Protagonista della Settimana Nazionale per la Prevenzione Oncologica di LILT è ormai da qualche anno l’olio EVO, prodotto simbolo della Campagna e di una sana alimentazione. Volontari e Volontarie saranno in tutto il Trentino con stand informativi e il pacchetto della salute, composto da olio EVO e zuppa d’orzo e verdure. Sono una ventina le località coperte durante la Settimana, con la maggiore concentrazione nei giorni 27, 28 e 29 marzo (tutte su www.lilttrento.it).

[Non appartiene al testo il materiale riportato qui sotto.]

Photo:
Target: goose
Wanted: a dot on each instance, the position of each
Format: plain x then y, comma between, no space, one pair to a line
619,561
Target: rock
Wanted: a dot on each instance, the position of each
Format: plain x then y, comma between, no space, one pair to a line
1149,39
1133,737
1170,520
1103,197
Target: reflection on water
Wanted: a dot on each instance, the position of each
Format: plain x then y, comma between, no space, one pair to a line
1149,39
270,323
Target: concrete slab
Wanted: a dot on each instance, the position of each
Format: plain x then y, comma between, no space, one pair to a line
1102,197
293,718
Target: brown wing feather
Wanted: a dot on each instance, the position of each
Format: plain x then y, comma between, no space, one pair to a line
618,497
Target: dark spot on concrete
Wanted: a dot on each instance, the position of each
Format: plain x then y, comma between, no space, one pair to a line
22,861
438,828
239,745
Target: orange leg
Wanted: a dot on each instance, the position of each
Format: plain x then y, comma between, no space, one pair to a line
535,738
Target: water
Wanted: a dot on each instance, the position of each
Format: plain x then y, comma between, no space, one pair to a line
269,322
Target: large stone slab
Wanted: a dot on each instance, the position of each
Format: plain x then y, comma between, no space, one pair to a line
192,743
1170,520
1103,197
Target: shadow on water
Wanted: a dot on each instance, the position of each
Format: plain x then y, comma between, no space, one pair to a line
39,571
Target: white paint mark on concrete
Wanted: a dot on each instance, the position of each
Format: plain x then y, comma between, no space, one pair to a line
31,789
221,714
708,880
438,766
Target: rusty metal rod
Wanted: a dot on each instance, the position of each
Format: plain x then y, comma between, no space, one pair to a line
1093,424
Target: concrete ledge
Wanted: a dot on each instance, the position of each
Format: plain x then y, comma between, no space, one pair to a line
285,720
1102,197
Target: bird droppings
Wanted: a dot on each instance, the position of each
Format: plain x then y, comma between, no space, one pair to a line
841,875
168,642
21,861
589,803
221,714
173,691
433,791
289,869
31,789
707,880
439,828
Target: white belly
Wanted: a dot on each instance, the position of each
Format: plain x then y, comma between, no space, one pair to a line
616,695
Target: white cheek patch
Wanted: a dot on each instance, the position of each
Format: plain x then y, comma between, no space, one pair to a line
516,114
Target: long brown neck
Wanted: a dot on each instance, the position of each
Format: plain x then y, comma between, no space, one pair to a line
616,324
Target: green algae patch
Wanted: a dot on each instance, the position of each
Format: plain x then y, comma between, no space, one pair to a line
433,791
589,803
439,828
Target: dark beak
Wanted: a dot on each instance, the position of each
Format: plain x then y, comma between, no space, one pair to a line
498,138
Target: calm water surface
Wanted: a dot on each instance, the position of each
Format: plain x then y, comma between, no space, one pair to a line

Questa proposta aiuta a sostenere le attività dell’Associazione e vuole promuovere un’idea di sana alimentazione, che nella prevenzione dei tumori fa davvero la differenza: l’OMS sostiene che il 35% dei casi di cancro è riconducibile ad abitudini alimentari sbagliate. Basti pensare, per esempio, che un elevato consumo di carni lavorate (wurstel, lucanica, insaccati) è correlato allo sviluppo del tumore del colon-retto, mentre i cibi iper-salati o conservati in salamoia possono condurre al tumore allo stomaco, perché si irrita la mucosa gastrica e si altera la risposta immunitaria.

“Anche per questo si raccomandano 5 grammi di sale al giorno e non di più” commenta la nutrizionista LILT, dottoressa Maria Adele Martini. Che prosegue: “L’aumento di fibre, mangiare frutta e verdura, evitare i cibi ultraprocessati, bere molta acqua e seguire la dieta mediterranea sono invece abitudini che aiutano a proteggere la nostra salute, anche da malattie oncologiche”. Sottolinea inoltre come si stiano dimostrando alleati del benessere e della salute dell’intestino i cibi fermentati. Fra questi ci sono lo yogurt, il kefir, i crauti fermentati, ma anche alimenti di origine asiatica come il miso, il tempeh o la bevanda kombucha. Questi cibi aumentano la diversità dei microbi nel microbiota, migliorando il metabolismo e riducendo l’infiammazione, e in generale migliorano la digestione perché producono enzimi che rendono alcune proteine più digeribili.

In Trentino si registrano ogni anno 3470 nuovi casi di tumore. Negli uomini il tumore più frequente è quello alla prostata (23,7% dei tumori maschili), quello al polmone (10,7%), alla vescica (9,7%), al colon retto (9,5%). Nelle donne quello più frequente è il tumore alla mammella (30%), seguono quello al colon retto (8,6%), quello al polmone (6,6%) e i melanomi della pelle (6,2%). Commenta così William Mantovani, Direttore U.O. Epidemiologia Clinica e Valutativa ASUIT: “Anche se il Trentino si posiziona ai più alti livelli nazionali per comportamenti salutari e per l’adesione agli screening oncologici e anche se i dati epidemiologici mostrano una diminuzione del tasso di mortalità e un aumento della sopravvivenza dopo diagnosi di tumore, la sfida è quella di continuare ad investire in prevenzione, promuovendo stili di vita sani”.